棗は呆然として綾小路を見ていたところで、ハッとする。
「…えっと、どうしたんですか?」
「棗くんに聞きたいことがあって」
「……え…」
ニコリと微笑む綾小路を見て更に首を傾げる棗。
そんな棗を見たあと、綾小路はくるりと本棚へ向き直った。
「棗くんはさ」
「……」
「花ちゃんのことどう思ってるの?」
本棚へと目を通しながら言った綾小路は、一瞬チラリと棗を見た。
そんな棗はしばらくポカンとして綾小路の言った言葉の意味を理解する。
……え。
なんだ?
一体どういうことだ?
「どうって……」
「ほんとにただのメイドなのかなーって。棗くん自分で思わない?……他のメイドと明らかに接し方が違うって」
どくん。
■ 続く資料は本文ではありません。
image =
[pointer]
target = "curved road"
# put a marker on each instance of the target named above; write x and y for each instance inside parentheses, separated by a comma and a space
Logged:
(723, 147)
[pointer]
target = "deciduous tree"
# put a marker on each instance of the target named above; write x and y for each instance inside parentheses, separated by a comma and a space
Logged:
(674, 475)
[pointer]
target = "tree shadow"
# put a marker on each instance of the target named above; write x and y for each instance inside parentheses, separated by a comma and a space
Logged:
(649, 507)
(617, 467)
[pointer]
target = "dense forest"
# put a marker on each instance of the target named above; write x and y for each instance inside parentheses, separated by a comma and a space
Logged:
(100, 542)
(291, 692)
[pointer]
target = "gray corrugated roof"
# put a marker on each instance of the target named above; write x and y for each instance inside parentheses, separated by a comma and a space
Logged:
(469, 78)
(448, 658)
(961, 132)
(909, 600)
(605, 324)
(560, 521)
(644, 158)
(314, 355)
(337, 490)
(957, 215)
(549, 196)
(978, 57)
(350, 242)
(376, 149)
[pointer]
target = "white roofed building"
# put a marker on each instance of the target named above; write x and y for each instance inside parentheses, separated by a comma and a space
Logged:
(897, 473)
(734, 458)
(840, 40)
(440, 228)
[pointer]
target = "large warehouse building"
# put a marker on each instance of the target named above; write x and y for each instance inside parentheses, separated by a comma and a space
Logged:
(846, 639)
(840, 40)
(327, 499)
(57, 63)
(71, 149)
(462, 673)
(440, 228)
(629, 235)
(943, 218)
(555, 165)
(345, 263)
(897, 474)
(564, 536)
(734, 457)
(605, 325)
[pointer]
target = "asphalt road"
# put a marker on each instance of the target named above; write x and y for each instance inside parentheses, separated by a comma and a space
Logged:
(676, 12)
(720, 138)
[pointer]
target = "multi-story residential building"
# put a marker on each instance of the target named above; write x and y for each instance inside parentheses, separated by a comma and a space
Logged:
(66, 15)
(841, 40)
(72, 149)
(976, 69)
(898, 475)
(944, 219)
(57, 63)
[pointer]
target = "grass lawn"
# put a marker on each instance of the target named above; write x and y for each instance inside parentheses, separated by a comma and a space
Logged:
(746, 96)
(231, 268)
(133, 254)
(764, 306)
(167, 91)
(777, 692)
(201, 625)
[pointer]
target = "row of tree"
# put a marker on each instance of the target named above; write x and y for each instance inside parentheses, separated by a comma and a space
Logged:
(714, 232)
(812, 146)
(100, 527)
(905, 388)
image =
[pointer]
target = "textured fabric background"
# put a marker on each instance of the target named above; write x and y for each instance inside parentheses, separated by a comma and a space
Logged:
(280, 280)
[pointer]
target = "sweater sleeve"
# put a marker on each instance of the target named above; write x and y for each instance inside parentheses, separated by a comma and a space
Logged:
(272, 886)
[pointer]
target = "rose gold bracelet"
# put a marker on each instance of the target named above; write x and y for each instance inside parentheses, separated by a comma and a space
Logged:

と小さく跳ねた心臓に気付かず、棗はただただ固まって綾小路の背中を見つめた。
…違う?
確かに、そうだ。
今まで専属メイドなんて作ろうとも思わなかったのに、俺は自ら花を専属に任命した。
それでさえ明らかだ。
宮本や有馬達とは、態度が違う。
……でもなんでだ。
「花ちゃんが歳近いから?それだけ?」
「……俺には理解しかねます」
「ふふ、そう言うと思った」
窓から差し込む日差しによってキラキラと照らされる綾小路の笑顔は、正に男子悶絶寸前ものだった。
しかし棗にとってはただの微笑みに過ぎない。
そんなことより綾小路の言葉しか頭になかったのである。